Ada dua kisah besar yang diangkat di film karya JJ Abrams ini. Satu, tentang kisah cinta bocah yang malu-malu kucing. Dua, tentang bad thing.
Di antara keduanya, penulis paling suka dengan tema pertama. Kisah cinta sepasang bocah. Luar biasa manis. Chemistry akting yang dibangun karakter Joe Lamb dan Alice Dainard sangat terasa. Mengingatkan penulis dengan mantan yang juga dulu malu-malu kucing. Namun minus acara kunjungan tengah malam lewat jendela kamar (sial, Alice memang sukses membuat iri).

Dan, Elle Fanning, adalah kesegaran utama film ini. Cantik. Kecantikan mudanya sangat sadis. Tajam. (Entah dulu dikasih makan apa hingga menjadi cantik sekali seperti ini) Mirip mantan dulu (mimpi). Biarpun didandani ala zombie sekalipun, Elle masih cantik dan memikat (sudilah tuk digigitnya). Joel Courtney, he's so so lucky.
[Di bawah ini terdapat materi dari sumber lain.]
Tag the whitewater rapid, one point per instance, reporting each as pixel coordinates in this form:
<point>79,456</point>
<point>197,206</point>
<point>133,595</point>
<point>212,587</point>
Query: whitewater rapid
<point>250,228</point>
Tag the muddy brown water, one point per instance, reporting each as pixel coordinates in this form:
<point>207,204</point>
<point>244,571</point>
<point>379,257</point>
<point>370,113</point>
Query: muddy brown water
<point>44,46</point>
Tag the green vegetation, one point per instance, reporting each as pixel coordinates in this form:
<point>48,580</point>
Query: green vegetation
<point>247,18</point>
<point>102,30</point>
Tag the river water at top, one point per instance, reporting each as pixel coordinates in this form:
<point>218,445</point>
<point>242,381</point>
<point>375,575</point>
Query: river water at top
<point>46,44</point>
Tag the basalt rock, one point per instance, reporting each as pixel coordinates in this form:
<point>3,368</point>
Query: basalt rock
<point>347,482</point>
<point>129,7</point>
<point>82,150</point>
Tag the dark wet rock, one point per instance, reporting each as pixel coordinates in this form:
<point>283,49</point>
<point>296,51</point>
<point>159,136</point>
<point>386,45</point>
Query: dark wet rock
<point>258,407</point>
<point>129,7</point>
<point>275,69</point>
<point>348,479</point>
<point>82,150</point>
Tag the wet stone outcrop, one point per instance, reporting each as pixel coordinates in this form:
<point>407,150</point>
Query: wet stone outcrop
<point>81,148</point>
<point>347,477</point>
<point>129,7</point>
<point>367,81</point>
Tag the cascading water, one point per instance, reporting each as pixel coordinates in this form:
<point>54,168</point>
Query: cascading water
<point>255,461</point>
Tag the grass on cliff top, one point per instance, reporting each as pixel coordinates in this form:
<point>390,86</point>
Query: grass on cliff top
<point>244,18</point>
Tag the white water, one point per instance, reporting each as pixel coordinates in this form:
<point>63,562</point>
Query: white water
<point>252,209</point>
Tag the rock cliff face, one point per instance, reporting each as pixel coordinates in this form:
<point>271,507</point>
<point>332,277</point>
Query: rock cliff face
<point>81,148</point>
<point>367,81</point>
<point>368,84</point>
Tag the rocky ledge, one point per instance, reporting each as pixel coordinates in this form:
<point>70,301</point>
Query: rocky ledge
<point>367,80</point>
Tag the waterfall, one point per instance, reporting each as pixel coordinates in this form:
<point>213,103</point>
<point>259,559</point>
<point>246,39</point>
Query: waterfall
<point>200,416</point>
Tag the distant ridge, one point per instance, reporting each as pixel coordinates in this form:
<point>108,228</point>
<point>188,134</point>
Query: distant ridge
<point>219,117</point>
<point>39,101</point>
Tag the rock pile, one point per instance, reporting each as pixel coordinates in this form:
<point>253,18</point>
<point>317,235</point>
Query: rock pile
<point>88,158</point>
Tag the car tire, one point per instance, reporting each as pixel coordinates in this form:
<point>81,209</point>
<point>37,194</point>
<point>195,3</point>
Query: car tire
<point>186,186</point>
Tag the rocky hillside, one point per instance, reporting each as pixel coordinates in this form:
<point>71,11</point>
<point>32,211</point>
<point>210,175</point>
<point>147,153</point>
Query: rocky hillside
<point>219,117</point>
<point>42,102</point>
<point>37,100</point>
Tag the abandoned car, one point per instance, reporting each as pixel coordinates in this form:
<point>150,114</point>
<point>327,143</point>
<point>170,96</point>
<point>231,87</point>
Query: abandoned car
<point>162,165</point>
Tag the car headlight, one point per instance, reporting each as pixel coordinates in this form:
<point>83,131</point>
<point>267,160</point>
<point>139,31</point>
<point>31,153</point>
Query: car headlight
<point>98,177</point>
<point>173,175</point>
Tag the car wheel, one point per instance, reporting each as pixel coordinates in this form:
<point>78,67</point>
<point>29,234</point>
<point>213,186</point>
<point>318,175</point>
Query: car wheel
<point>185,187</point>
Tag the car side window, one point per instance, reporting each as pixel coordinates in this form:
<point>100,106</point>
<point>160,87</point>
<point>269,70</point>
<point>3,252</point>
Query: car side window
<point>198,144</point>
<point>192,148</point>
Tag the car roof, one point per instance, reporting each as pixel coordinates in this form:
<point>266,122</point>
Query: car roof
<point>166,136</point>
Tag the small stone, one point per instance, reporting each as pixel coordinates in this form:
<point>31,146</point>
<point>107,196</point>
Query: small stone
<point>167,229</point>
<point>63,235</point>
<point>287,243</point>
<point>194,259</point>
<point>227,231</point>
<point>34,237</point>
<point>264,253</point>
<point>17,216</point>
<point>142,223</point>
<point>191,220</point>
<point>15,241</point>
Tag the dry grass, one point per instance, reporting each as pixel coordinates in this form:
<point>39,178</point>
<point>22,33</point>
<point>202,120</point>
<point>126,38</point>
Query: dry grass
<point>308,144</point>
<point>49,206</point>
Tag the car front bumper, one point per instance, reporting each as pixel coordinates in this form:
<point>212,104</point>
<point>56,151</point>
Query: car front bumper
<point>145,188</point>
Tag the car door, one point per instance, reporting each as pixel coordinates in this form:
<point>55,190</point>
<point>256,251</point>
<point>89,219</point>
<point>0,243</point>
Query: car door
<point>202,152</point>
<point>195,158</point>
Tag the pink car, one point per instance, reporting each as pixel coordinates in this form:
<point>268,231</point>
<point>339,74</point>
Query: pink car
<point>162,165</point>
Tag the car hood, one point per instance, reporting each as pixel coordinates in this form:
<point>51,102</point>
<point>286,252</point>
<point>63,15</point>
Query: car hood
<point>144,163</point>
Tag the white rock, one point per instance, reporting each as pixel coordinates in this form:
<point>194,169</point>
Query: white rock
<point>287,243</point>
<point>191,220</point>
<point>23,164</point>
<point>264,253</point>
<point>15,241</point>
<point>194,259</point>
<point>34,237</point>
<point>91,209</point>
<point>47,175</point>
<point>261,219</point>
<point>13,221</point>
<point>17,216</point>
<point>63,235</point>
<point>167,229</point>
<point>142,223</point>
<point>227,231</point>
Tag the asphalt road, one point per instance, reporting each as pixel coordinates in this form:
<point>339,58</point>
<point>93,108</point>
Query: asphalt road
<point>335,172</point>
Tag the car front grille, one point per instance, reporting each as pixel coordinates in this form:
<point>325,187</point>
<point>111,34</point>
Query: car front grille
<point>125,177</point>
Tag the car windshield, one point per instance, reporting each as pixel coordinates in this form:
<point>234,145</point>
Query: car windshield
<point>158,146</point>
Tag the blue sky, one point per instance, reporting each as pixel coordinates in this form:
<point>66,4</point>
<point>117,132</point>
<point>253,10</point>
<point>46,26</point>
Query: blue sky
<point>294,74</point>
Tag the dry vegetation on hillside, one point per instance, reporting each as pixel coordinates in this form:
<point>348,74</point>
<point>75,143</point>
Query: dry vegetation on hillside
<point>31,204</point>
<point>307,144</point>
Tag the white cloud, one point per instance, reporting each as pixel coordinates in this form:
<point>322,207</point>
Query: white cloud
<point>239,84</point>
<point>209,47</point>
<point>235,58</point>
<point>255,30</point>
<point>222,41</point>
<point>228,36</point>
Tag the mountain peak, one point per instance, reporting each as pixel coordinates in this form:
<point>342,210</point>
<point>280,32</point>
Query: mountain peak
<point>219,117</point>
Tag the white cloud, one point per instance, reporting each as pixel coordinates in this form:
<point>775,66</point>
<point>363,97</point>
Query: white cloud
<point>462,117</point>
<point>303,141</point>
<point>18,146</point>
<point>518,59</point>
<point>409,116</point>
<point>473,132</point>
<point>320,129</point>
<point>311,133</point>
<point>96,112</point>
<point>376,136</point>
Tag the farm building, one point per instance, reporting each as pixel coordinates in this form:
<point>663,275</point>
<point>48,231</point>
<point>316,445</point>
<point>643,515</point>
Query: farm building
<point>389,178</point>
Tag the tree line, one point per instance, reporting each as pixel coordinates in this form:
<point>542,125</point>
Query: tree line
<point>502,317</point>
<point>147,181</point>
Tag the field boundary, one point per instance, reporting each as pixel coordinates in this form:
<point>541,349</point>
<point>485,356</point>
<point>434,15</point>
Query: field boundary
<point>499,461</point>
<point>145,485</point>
Penampilan Elle memang membuat betah menonton film ini. Momen paling manis adalah momen ketika para sineas cilik melakukan shooting di stasiun kereta. Disitulah dimulai "percikan" butir-butir cinta Joe kepada Alice. Manis. Tak lama kemudian production valuee!!! Kisah cinta dua insan disapu badai kereta api yang lepas kendali. Badai kereta api keluar lajurnya ditampilkan dengan megah dan mantap. Production value!

Tema lain, tentang bad thing. Awalnya, sanggup menarik rasa penasaran. Penampilan bad things dikelola secara sembunyi-sembunyi lalu meningkat. Bagus. Misteri yang dibangun bisa tertangkap baik. 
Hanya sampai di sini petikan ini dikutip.